Why did Meta pick Kunal Shah for WhatsApp?
Meta picked Kunal Shah to push WhatsApp beyond messaging into payments and commerce, with India as the testing ground. India is WhatsApp’s largest market, with over 500 million users. The hire began with a cold outreach from Meta product chief Chris Cox, who was seeking advice on WhatsApp’s next leader.
While it’s come very far, the delta between WhatsApp today and its full potential is massive, Shah wrote on X, adding that he looked forward to working with Mark, Chris, and the leadership across Meta.

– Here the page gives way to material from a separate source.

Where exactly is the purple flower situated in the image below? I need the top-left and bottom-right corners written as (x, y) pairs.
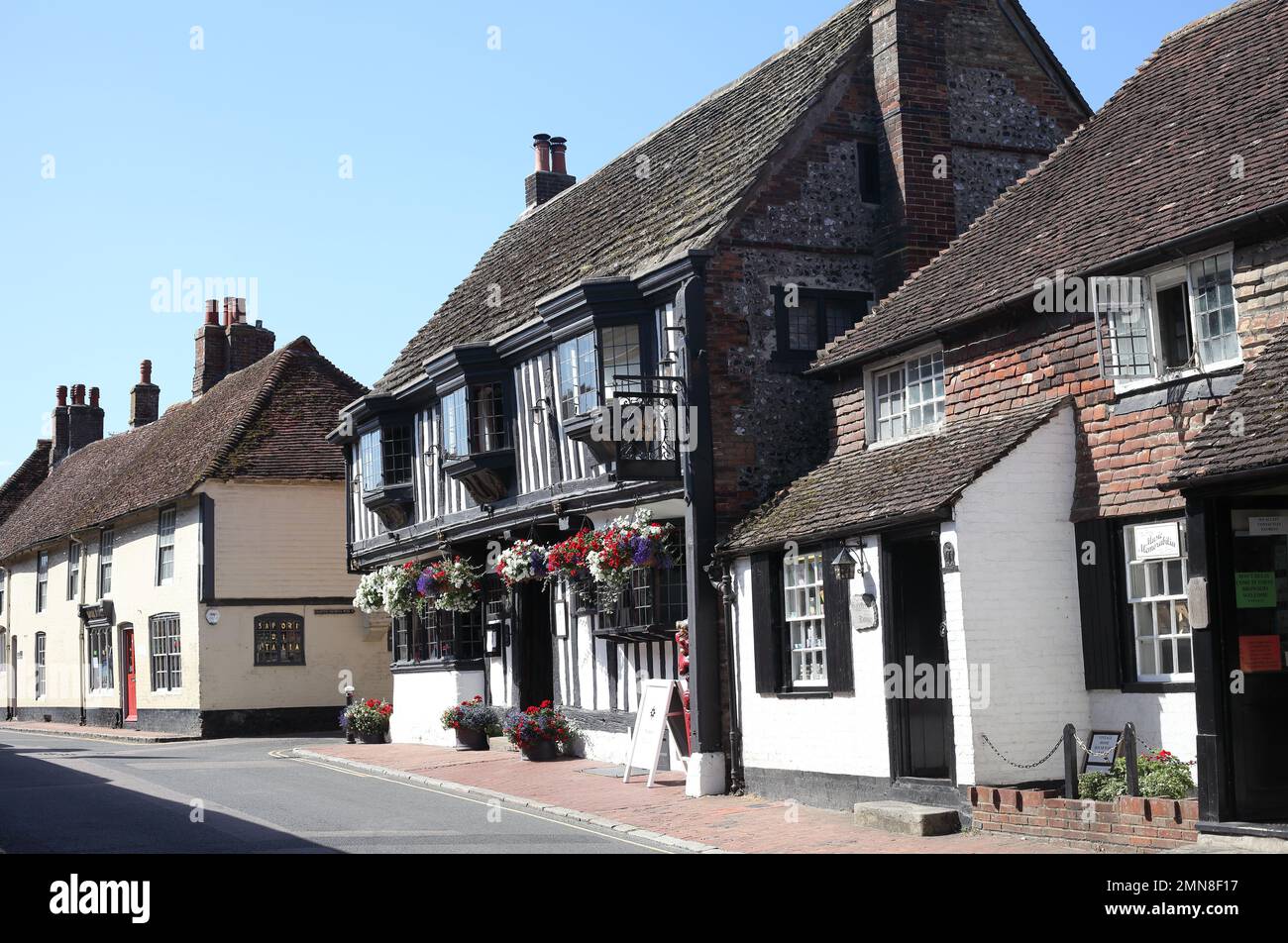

The thesis is clear. WhatsApp Pay gained ground in India but trailed rivals PhonePe and Google Pay. Meta is betting a founder who scaled payments at home can finally crack commerce at global scale. Shah will step away from CRED’s CEO role, with strategy head Miten Sampat serving as interim chief. You can read Shah’s full statement on his official X account.
What does this mean for Indian founders?
For Indian founders, the Kunal Shah appointment signals that building a startup at home can now lead to a global top job. Earlier role models like Nadella and Pichai climbed inside one firm for decades. Shah’s path is different and shorter.
| Path to the Top | Example | Route |
|---|---|---|
| Corporate climber | Satya Nadella | 22 years inside Microsoft |
| Corporate climber | Sundar Pichai | Joined Google in 2004, CEO in 2015 |
| Founder-to-Big-Tech | Kunal Shah | Founded CRED in 2018, WhatsApp head 2026 |
What sets Shah apart is that he was hired as a founder, not promoted as a manager. That route is new for the Indian diaspora at this scale.
What is driving this trend?
The rise of Indian-origin CEOs is driven by a deep talent pipeline built on strong engineering schools, English fluency, and global mobility. Many leaders on this list trained at the IITs or top Indian colleges before moving abroad. The newest factor is India’s startup boom, which now produces founders with proven product and payments skills. Meta’s own history shows the pull: it has spent years and billions trying to crack India’s payments market, per Bloomberg’s reporting on the WhatsApp deal. Hiring an Indian founder is the latest bet on that opportunity.
What’s Next
Watch for WhatsApp’s payments and commerce roadmap under Shah, likely to show new features within the next 12 to 18 months. India will be the first proving ground. CRED, meanwhile, will test whether a founder-led startup can run smoothly with an interim chief. Could more Indian startup founders be next in line for Big Tech’s top jobs?